This invention relates to a decoder for a delta-modulated code and, more particularly, to the same which decodes the delta-modulated code obtained from delta modulation of an analog signal to convert it into an original analog signal.
The delta modulation coding system is a coding system which utilizes very simple hardware that does not require an A/D converter and is useful for digitization of, for example, audio signals.
FIG. 13 is a circuit configuration showing a conventional delta modulation system. An analog signal is inputted to an input terminal 101 and is passed through a low pass filter 102 designed to cut high frequency components and thus limit the pass bandwidth. An analog signal with limited bandwidth is passed through a coupling capacitor 103 in order to supply its alternating components to a plus input terminal of a comparator 107. A resistance 105 and a variable resistor 106 are included and determine a direct current voltage level of an input signal line 104 and this voltage level is set generally at 1/2 of the power supply voltage Vcc. An output signal from a flip-flop 108 is integrated by a resistance 110 and a capacitor 111 and the integrated signal is supplied to a minus input terminal of the comparator 107 through a signal input line 112. The comparator 107 compares magnitudes of the two inputted signals and outputs a high voltage (high level) at its output terminal when the signal at the plus terminal is larger, or outputs a low voltage (low level) when the signal at the minus terminal is larger respectively. The output of the comparator 107 is supplied to an input of the flip-flop 108. The flip-flop 108 receives the output signal of the comparator 107 in synchronization with a clock signal applied to a clock terminal 109 and outputs nearly the same high level as the input (voltage approximately equal to Vcc) or the same low level (the grounded voltage, usually 0 volt) and holds the condition as it is until arrival of the next clock. The output voltage of the flip-flop 108 and the relatively high resistance 110 configure a dummy constant current source, and thereby the capacitor 111 is charged up.

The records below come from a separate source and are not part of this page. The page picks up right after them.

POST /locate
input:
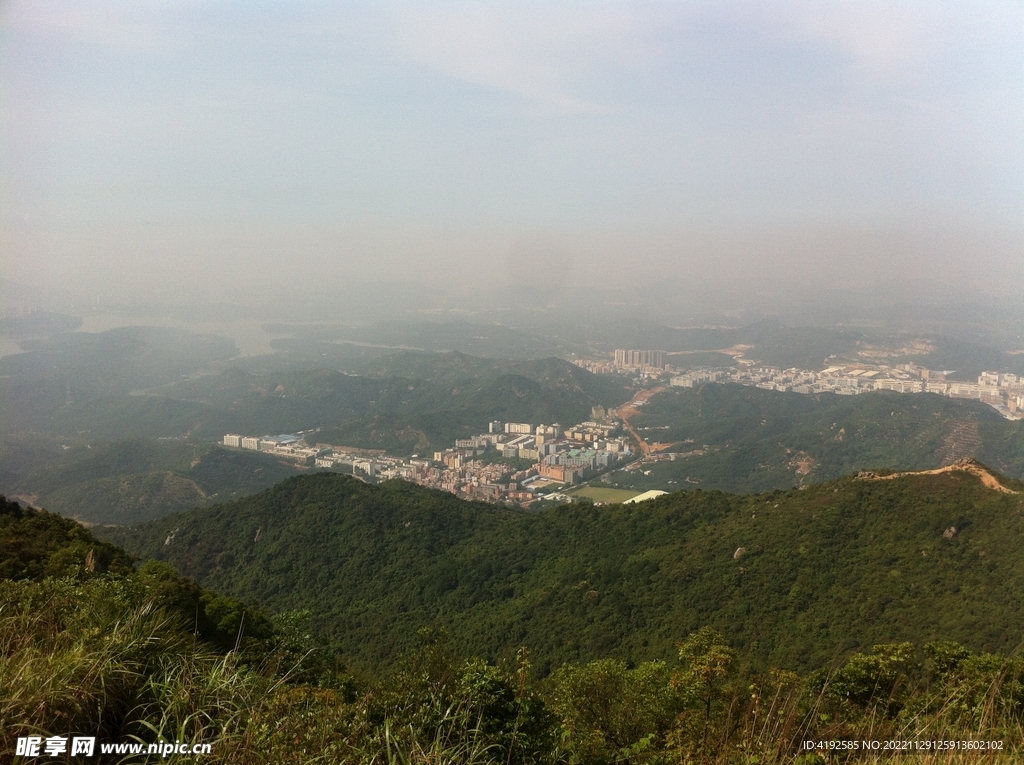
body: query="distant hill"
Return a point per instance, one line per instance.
(763, 439)
(404, 404)
(794, 579)
(407, 401)
(135, 480)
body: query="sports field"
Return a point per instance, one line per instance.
(599, 494)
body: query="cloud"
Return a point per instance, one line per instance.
(538, 54)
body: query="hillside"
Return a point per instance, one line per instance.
(134, 480)
(407, 402)
(741, 438)
(793, 579)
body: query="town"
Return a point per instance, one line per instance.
(511, 462)
(1003, 391)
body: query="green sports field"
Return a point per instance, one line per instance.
(599, 494)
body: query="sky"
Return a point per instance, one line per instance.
(159, 149)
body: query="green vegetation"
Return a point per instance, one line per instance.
(603, 494)
(138, 479)
(413, 402)
(820, 571)
(88, 645)
(762, 439)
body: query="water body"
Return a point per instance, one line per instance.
(248, 334)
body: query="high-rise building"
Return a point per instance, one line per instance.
(628, 358)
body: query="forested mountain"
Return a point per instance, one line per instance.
(408, 402)
(741, 438)
(795, 579)
(87, 386)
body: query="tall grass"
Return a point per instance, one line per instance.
(97, 657)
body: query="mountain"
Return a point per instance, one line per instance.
(133, 480)
(741, 438)
(407, 402)
(793, 579)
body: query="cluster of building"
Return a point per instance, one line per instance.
(474, 468)
(289, 445)
(644, 362)
(1003, 391)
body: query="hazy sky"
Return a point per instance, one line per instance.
(233, 143)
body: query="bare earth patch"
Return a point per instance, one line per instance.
(966, 465)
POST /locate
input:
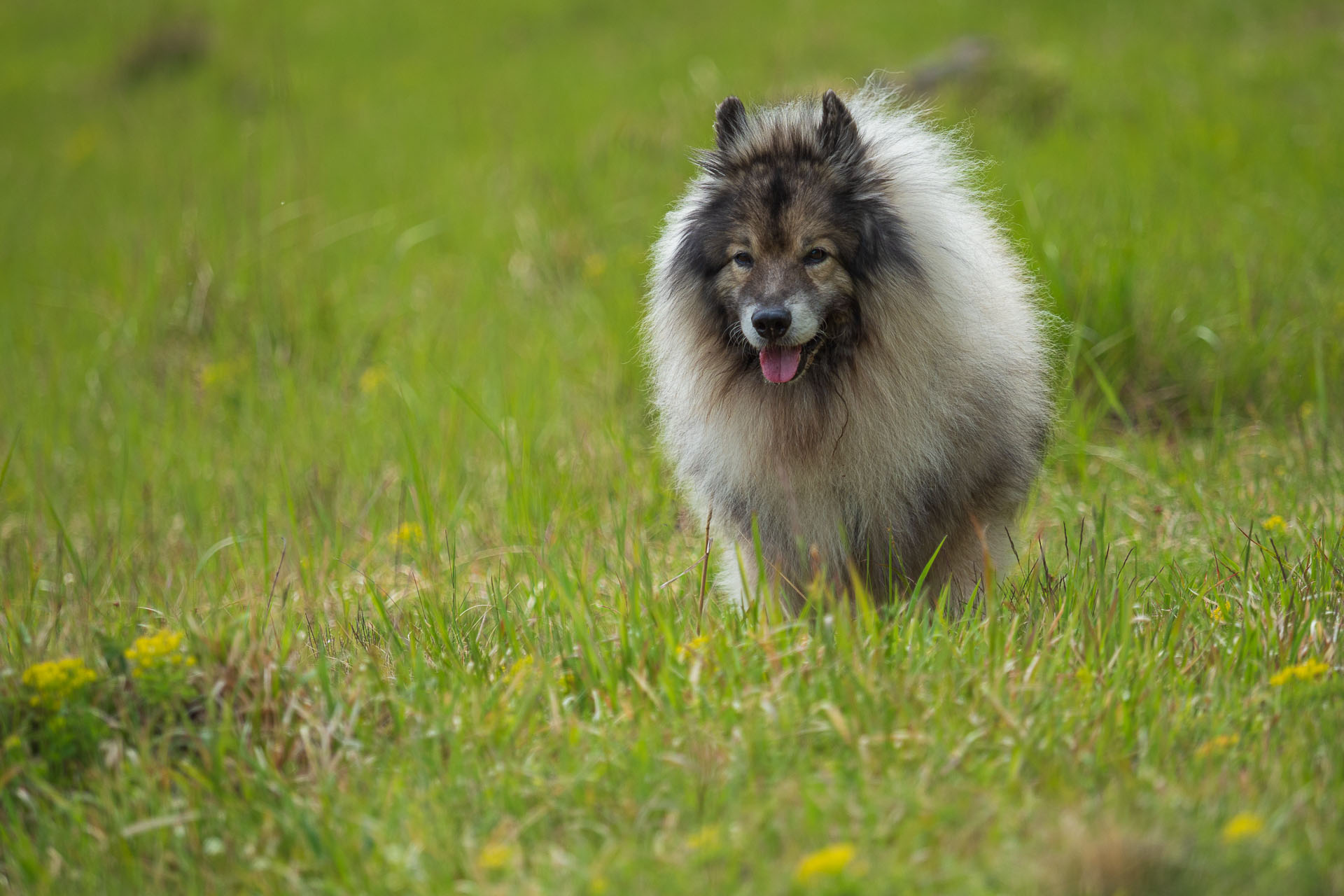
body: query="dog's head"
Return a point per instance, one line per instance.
(792, 229)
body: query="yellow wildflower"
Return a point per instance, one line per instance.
(519, 671)
(407, 533)
(692, 648)
(1310, 671)
(55, 681)
(495, 856)
(825, 862)
(1242, 827)
(162, 649)
(1221, 742)
(220, 374)
(372, 379)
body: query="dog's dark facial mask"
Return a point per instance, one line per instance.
(788, 234)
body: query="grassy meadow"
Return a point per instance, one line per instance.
(336, 554)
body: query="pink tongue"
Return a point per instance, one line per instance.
(780, 363)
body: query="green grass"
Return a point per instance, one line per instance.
(321, 351)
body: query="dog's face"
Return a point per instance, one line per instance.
(790, 232)
(783, 280)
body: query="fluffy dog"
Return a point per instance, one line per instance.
(847, 355)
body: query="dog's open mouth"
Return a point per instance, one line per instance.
(788, 363)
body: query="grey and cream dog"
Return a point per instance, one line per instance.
(847, 351)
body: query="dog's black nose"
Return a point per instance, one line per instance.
(772, 323)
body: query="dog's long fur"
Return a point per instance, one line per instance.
(923, 409)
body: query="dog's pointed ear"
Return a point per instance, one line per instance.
(839, 134)
(730, 120)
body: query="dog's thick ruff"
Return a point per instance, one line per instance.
(920, 409)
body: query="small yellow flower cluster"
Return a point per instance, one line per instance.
(1217, 745)
(372, 379)
(692, 648)
(1242, 827)
(1310, 671)
(55, 681)
(519, 672)
(220, 374)
(406, 535)
(495, 856)
(825, 862)
(156, 650)
(706, 840)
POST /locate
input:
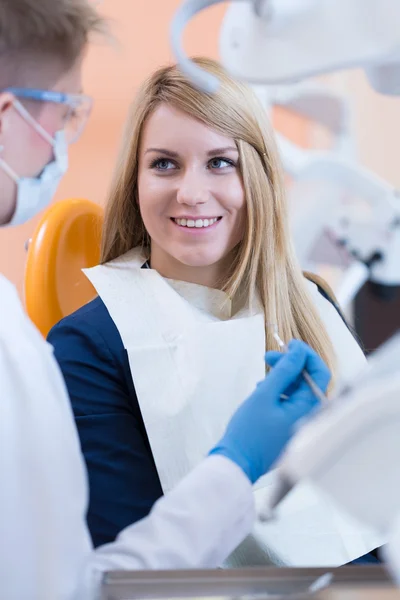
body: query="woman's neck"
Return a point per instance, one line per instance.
(212, 276)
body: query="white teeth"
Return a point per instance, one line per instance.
(198, 223)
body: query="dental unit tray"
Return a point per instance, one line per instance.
(270, 583)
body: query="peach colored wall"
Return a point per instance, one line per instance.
(112, 73)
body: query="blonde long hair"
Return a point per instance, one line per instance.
(265, 261)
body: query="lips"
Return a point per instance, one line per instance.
(196, 223)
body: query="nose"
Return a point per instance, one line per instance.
(192, 190)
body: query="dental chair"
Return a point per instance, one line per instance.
(66, 240)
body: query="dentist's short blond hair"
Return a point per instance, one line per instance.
(37, 33)
(264, 262)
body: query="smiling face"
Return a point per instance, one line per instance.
(191, 196)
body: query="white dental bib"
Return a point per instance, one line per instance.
(192, 365)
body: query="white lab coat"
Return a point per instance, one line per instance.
(45, 548)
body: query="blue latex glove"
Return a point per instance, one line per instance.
(264, 423)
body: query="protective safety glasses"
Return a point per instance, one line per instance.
(78, 108)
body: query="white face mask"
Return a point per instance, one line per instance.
(36, 193)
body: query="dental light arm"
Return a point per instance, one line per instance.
(274, 42)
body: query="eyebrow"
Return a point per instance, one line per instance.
(173, 154)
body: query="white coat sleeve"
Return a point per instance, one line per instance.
(43, 488)
(46, 551)
(196, 525)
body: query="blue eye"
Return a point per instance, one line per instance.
(162, 164)
(221, 163)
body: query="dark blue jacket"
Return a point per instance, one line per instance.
(123, 479)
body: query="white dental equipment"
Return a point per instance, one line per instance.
(273, 42)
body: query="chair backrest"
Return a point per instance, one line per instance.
(66, 240)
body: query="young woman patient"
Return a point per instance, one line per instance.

Now, signal waveforms on two signal lines 104 and 112 of the comparator 107 are shown in FIG. 14. When a signal 200 is applied to the input signal line 104, a signal waveform on the input signal line 112 becomes as shown with numeral 201. At this time, a delta-modulated code train 202 is outputted at the output terminal of the flip-flop 108. This signal is processed in a digital signal processing portion 113.
An output signal of the delta-modulated code of the digital signal processing portion 113 is supplied to a flip-flop 114 to be received in synchronization with a clock signal applied at a clock terminal 115. An output of the flip-flop 114 is integrated by a relatively high resistance 116 and a capacitor 117 to convert it into an analog signal. When the output of the flip-flop 114 is a code train 202, a signal waveform 201 is obtained as shown in FIG. 14. This signal is formed in stairs and is smoothed by an analog low pass filter 119 and then an analog signal is outputted at an output terminal 120.
Now, in the digital signal processing portion 113, the signal is passed through a digital low pass filter and then is decimated (processing of lowering a sampling frequency) and is converted into a normal PCM (Pulse Code Modulation) code and thereafter is subjected to a variety of processing. However, when an inputted signal waveform is outputted as it is in such a case as digital delay, conversion of the signal into PCM code is not necessary.
The delta modulated code obtained in the above delta modulation coding system is a code train of "1" and "0". In order to perform the normal digital signal processing of "1" and "0", the decimation with the digital low pass filter and the conversion of the signal into the usual PCM signal is required. Therefore, there is a problem in which the required circuit configuration becomes complicated and expensive.